5.1.- Il quarto e il quinto motivo, da trattarsi congiuntamente in quanto strettamente connessi, sono fondati.

In tema di protezione umanitaria, l’orizzontalità dei diritti umani fondamentali comporta che, ai fini del riconoscimento della protezione, occorre operare la valutazione comparativa della situazione soggettiva e oggettiva del richiedente con riferimento al Paese di origine, in raffronto alla situazione d’integrazione raggiunta nel paese di accoglienza, senza che abbia rilievo l’esame del livello di integrazione raggiunto in Italia, isolatamente ed astrattamente considerato (Cass., S.U., n. 29459/2019, Cass. n. 8819/2020).

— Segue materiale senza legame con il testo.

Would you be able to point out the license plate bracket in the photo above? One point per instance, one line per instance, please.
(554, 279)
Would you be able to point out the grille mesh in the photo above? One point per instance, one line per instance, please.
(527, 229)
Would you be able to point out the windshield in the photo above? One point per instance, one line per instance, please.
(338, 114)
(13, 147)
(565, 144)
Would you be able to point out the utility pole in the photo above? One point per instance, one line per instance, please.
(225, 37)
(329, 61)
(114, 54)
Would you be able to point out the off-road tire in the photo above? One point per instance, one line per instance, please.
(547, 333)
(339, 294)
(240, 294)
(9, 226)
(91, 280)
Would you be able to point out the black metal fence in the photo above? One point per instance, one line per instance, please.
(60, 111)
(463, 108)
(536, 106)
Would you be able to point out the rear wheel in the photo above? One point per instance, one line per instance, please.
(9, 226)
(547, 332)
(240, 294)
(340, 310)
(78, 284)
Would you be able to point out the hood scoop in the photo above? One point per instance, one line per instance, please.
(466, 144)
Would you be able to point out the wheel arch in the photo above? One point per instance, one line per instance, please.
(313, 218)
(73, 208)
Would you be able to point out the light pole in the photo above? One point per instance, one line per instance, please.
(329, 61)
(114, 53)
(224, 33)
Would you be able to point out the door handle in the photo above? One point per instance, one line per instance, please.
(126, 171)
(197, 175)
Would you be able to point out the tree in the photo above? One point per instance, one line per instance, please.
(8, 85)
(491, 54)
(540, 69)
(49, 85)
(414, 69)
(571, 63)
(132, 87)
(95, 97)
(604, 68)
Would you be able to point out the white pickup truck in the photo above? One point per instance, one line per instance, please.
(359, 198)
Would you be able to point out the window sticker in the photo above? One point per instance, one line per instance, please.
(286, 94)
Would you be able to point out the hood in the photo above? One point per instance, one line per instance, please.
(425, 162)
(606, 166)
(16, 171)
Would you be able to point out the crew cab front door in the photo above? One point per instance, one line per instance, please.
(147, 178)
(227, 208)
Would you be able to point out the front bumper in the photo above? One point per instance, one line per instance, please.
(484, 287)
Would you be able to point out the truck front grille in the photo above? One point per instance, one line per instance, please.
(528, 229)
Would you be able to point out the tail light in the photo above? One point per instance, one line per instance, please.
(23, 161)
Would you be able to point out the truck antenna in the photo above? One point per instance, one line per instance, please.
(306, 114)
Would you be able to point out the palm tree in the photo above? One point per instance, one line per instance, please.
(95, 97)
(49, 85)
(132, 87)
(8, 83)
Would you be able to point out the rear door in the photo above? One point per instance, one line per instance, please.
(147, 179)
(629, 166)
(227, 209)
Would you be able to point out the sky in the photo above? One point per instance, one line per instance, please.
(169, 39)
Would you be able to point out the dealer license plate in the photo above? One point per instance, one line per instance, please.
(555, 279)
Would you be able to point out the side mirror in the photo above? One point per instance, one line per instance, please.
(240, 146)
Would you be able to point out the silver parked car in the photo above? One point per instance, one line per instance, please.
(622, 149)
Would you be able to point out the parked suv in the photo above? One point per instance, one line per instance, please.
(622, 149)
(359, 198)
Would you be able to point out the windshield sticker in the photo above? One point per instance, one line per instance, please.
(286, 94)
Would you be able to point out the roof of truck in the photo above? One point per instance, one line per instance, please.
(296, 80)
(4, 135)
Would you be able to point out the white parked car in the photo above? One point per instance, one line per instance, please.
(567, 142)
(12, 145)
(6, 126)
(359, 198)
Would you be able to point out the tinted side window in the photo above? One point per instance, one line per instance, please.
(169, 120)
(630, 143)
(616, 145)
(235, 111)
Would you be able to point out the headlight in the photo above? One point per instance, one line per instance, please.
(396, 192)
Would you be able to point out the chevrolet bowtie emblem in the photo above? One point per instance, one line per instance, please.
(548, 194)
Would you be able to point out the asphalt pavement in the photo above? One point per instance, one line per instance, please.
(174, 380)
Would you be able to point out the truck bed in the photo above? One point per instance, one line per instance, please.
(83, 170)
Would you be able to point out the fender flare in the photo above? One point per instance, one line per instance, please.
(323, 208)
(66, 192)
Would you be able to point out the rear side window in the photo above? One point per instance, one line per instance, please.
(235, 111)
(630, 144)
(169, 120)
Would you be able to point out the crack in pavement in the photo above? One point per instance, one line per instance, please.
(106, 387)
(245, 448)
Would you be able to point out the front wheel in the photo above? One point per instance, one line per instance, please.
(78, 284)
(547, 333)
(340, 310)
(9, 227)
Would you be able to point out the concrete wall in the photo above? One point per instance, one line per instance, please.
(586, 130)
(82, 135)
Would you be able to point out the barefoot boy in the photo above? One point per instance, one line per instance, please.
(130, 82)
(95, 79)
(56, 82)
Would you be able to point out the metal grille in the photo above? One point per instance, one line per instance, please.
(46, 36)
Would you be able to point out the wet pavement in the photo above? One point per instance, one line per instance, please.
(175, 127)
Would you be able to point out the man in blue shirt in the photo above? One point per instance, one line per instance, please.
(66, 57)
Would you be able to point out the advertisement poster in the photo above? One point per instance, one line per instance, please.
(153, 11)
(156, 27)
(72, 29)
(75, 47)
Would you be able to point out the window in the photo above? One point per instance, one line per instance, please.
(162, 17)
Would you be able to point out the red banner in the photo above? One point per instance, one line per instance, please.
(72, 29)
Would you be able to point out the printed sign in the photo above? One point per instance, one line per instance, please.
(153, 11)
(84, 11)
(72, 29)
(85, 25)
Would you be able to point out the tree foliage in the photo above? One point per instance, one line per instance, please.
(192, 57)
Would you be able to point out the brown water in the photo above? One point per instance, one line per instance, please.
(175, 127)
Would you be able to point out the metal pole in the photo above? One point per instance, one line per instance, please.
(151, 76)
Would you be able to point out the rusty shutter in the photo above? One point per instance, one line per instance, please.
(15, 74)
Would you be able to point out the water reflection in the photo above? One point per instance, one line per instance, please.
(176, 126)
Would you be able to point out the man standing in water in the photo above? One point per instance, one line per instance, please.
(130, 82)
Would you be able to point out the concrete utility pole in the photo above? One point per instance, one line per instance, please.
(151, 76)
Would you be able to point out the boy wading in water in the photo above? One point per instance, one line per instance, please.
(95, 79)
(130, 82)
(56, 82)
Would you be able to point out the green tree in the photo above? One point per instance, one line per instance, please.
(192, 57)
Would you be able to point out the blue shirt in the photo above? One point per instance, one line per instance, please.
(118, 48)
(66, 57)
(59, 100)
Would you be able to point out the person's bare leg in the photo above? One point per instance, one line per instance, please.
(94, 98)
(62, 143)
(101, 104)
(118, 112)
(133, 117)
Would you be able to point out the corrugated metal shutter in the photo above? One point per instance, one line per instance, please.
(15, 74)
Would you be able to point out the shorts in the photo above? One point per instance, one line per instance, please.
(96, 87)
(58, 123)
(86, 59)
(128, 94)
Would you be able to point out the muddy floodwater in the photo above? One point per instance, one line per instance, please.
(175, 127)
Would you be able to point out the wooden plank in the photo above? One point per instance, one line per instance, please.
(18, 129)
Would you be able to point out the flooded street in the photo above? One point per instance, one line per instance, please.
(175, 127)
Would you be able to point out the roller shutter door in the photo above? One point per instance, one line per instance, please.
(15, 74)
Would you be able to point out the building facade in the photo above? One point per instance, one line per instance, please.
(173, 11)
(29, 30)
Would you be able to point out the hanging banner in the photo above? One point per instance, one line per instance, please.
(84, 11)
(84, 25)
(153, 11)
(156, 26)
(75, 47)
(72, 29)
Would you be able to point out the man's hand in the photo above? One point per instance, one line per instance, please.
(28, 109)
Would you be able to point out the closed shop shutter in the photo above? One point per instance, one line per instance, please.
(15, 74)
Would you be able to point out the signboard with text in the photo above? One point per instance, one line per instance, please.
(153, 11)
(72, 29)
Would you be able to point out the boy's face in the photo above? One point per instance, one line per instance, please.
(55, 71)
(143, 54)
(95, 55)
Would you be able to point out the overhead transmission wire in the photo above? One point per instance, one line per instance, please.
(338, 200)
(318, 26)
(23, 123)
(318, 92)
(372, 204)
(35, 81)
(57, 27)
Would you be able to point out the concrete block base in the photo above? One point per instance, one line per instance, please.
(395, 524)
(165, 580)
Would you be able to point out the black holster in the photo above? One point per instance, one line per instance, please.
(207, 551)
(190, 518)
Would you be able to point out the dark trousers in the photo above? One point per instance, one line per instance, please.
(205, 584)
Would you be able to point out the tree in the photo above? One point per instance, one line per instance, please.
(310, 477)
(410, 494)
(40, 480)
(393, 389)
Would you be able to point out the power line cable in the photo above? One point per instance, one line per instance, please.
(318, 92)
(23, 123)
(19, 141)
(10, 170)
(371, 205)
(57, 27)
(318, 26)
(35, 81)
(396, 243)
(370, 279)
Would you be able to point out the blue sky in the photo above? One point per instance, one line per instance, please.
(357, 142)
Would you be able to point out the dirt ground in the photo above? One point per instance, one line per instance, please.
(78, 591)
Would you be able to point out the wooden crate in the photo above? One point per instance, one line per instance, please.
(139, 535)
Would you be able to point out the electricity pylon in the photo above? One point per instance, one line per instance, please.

La Corte di appello non ha fatto corretta applicazione di tale principio, avendo mancato di effettuare ogni valutazione in ordine alla situazione oggettiva e soggettiva del richiedente nel Paese di origine, tale da doversi escludere, in loco, un vulnus al nucleo essenziale dei diritti fondamentali della persona.

6. – Vanno, dunque, accolti il quarto e il quinto motivo di ricorso; ricorso che deve, invece, essere rigettato nel resto.

La sentenza impugnata va, quindi, cassata in relazione ai motivi accolti e la causa rinviata alla Corte di appello di Roma, in diversa composizione, che, nel delibare, la domanda di protezione umanitaria, dovrà attenersi al principio innanzi enunciato.

Il giudice di rinvio dovrà provvedere, altresì, alla regolamentazione delle spese del giudizio di legittimità.

PQM

accoglie il quarto e quinto motivo e rigetta nel resto il ricorso;

cassa la sentenza impugnata in relazione ai motivi accolti e rinvia la causa alla Corte di appello di Roma, in diversa composizione, anche per le spese del giudizio di legittimità.

Così deciso in Roma, nella Camera di consiglio della Sezione Terza Civile della Corte suprema di Cassazione, il 30 giugno 2020.